I remember nothing about why we talked. I’ve no idea what was said. I have so, so many holes in my memory.
He gave me a special badge. Perhaps I didn’t have any money. I don’t know. A 100 years. 1914-2014.
Kindness is priceless, however small, however fleeting.
The badge is an entry to the past.
I’m crying as I write this.
Arguably … for tears to be prompted by an event isn’t in itself rare, even if it remains worthwhile to acknowledge it happening. What’s more interesting is that remembering the event prompted what’s termed raw emotion – perhaps not understood, perhaps not recognised.
If nothing else, the second entry here, looking at what happened next, retrospectively, is true to the ethos of ‘Getting Directions’ and being honest.

Nothing Bottled
So, some remembrance tears. And then …?
And then remorseless clocks imposed. With barely 17 minutes before my partner arrived.
Face still wet, eyes red.
Implicitly assume the strength is there. Look. Find it.
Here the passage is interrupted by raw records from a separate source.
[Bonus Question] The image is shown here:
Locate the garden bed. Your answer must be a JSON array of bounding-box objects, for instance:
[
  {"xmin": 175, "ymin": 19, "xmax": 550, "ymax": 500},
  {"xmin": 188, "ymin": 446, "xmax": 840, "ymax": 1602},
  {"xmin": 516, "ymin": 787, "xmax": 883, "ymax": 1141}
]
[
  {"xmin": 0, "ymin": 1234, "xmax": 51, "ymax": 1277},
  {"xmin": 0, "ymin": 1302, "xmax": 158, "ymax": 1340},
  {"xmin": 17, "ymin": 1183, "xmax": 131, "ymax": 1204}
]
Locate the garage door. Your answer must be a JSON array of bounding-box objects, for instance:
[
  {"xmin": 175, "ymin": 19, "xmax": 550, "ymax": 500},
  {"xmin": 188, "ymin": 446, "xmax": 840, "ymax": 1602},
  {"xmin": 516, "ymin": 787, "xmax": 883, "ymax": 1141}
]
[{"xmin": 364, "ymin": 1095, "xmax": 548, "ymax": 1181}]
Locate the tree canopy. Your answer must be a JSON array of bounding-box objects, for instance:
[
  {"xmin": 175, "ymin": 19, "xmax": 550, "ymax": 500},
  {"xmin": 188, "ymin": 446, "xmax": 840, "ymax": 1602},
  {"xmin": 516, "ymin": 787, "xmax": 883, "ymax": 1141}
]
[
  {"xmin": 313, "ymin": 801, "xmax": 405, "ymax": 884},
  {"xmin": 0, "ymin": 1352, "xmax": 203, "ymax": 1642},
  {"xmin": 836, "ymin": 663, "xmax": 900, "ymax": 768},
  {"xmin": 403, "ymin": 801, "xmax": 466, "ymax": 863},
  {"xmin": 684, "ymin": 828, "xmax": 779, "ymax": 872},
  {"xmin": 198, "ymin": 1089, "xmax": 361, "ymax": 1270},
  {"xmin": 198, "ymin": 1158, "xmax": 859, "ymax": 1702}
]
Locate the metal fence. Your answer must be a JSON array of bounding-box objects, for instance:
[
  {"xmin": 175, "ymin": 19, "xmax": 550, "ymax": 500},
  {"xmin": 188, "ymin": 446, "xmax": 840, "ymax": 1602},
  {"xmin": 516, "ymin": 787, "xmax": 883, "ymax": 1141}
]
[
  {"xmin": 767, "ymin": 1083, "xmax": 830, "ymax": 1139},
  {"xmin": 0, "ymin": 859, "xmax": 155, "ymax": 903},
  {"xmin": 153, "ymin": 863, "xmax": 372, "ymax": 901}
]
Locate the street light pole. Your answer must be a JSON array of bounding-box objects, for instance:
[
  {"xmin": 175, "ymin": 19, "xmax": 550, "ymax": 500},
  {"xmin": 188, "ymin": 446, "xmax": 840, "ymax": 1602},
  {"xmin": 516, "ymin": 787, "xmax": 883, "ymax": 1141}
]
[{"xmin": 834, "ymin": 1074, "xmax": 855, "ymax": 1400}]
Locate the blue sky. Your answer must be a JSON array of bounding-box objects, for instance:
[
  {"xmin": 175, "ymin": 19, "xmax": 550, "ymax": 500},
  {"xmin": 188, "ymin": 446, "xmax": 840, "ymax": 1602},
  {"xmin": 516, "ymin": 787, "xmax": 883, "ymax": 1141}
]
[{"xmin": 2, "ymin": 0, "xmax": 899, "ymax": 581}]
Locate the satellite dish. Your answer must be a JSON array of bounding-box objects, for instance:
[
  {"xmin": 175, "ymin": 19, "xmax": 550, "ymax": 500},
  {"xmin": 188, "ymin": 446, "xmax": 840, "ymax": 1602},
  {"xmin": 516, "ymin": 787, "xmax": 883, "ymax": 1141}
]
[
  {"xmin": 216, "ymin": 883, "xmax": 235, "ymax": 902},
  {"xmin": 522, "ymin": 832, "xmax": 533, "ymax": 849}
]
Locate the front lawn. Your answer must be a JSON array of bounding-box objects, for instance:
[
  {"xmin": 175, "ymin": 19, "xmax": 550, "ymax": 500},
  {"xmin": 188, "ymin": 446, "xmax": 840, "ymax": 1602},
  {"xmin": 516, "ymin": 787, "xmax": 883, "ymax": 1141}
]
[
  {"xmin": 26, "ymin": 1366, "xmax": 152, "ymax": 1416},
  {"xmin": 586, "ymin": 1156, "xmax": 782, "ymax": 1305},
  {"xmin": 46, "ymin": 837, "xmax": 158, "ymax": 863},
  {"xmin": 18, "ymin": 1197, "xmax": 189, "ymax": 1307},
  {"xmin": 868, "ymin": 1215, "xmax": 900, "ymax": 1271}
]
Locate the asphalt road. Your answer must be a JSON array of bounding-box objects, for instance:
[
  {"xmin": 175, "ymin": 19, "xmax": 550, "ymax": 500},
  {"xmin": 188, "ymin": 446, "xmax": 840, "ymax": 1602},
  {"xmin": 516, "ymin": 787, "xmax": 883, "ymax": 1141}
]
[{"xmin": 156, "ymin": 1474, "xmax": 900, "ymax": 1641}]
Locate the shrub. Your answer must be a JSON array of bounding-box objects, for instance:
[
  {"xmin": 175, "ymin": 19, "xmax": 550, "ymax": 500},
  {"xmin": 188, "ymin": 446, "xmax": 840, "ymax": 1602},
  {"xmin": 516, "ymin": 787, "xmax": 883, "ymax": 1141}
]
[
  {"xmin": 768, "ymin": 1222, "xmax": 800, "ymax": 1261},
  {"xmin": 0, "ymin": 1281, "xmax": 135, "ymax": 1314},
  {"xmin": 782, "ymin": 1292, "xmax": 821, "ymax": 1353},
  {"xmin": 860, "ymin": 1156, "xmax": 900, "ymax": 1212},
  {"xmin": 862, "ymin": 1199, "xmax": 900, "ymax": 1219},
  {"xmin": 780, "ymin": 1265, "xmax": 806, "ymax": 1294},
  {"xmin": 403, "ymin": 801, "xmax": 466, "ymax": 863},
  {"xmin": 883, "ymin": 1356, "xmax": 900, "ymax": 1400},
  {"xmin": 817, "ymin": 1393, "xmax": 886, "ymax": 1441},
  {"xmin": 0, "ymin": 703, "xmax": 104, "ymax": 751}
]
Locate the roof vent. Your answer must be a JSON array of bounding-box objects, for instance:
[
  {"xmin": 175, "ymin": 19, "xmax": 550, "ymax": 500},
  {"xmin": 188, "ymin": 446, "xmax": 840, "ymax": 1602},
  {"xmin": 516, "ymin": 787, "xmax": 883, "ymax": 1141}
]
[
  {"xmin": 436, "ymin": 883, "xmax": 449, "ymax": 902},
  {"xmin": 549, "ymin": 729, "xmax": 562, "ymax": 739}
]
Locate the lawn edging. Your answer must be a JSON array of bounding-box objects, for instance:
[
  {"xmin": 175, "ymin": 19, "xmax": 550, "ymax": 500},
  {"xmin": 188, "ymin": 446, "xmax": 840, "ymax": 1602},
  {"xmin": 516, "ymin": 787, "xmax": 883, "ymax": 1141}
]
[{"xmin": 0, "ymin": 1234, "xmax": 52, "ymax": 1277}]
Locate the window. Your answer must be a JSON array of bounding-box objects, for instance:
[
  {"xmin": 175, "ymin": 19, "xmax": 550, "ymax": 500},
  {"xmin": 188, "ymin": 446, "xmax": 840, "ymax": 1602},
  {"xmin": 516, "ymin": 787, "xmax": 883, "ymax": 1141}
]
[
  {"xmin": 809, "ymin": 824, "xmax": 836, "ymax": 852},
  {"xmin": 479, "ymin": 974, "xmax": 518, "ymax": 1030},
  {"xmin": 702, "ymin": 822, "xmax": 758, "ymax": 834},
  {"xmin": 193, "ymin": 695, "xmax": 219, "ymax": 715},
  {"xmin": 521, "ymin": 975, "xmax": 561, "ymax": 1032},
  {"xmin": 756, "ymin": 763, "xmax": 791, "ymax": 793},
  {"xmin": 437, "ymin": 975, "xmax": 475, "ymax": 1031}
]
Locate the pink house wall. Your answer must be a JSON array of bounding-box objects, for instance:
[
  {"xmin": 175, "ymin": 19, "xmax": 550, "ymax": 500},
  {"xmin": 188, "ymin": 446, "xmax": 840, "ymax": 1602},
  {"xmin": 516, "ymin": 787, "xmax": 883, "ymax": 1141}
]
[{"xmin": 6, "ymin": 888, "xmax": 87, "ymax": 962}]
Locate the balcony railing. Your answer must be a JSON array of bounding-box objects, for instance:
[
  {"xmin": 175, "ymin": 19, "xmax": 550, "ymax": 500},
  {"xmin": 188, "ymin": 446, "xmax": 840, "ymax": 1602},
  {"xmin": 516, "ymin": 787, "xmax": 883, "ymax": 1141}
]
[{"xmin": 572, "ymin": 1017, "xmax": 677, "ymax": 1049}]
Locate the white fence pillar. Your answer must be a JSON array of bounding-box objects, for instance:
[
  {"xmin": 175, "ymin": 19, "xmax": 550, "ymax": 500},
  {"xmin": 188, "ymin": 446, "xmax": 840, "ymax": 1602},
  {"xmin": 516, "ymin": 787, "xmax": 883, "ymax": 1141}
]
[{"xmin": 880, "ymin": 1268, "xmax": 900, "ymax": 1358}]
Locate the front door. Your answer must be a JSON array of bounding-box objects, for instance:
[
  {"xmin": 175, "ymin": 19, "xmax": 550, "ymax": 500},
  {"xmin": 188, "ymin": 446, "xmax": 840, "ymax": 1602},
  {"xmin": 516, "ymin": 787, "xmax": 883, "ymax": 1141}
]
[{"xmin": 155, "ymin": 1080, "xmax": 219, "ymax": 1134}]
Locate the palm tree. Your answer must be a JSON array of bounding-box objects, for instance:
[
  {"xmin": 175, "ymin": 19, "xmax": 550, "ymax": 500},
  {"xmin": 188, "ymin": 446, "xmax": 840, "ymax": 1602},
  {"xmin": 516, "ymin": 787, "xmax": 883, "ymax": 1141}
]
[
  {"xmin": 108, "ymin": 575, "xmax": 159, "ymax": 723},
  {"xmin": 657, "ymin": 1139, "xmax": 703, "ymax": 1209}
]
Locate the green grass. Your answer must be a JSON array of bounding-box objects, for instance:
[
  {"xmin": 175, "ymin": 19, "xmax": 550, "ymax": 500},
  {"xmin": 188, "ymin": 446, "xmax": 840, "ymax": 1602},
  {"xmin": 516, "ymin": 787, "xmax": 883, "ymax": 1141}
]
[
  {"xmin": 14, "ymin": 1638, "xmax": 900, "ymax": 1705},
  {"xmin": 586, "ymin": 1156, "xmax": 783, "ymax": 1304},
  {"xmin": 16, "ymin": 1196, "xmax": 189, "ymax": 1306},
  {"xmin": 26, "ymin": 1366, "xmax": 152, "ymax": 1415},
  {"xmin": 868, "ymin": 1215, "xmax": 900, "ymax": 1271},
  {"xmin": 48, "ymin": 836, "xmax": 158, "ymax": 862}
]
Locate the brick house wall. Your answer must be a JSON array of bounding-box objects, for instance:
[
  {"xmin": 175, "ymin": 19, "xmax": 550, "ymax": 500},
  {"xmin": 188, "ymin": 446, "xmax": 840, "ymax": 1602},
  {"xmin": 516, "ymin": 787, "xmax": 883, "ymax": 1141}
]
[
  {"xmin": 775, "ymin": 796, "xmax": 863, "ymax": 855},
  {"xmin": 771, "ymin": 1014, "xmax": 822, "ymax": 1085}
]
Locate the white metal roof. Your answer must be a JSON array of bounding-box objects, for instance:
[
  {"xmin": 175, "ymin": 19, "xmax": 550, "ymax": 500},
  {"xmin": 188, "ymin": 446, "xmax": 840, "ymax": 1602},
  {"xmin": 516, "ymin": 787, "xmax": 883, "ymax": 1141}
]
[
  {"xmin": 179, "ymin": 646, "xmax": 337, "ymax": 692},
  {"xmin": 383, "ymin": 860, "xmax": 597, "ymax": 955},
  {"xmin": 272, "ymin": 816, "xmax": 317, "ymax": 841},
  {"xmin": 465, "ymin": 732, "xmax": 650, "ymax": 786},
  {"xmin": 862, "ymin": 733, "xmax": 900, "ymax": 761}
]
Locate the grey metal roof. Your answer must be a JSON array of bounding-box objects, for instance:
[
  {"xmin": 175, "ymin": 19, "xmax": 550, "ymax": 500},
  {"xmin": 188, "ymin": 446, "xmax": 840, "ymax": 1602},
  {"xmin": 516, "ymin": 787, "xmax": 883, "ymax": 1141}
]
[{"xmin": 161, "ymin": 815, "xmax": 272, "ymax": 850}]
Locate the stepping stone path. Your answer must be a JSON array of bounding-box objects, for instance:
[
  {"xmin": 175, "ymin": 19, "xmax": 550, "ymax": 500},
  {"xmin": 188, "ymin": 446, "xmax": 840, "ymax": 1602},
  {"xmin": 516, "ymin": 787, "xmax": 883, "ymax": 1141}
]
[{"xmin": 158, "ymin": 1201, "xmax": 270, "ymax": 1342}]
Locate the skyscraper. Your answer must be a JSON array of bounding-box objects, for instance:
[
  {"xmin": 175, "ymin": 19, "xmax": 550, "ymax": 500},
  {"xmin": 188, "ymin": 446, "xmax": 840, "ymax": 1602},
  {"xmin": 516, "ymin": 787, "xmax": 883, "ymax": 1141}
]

Nothing to hide. Nothing, but everything.
Wash. Think about something else. Hope nothing’s noticed.
The evening passes. Get away with it. Conversation touched on intracranial pressure but safely steered away. Tears always leave me weakened.
It was a meal out. Good food. Shared dishes. (Baba Ghanoush; Ghormeh Sabzi; Faloodeh; Baklava in case you’re wondering.) A social occasion. In public. Being in public helps muster strength. But it’s not guaranteed.
No. Nothing was bottled up. Nothing would have been surprising if my strength had failed. Not to me, not to my partner. Failure wouldn’t have been surprising, but failure’s always a disappointment.
It’s not a case of bottling it up out of cowardice. As with so much, you learn to cope. The search for the easier option was draining. It always is. But less so than not finding it.
(Tonight I’m eating alone and cooking myself chicken and chips.)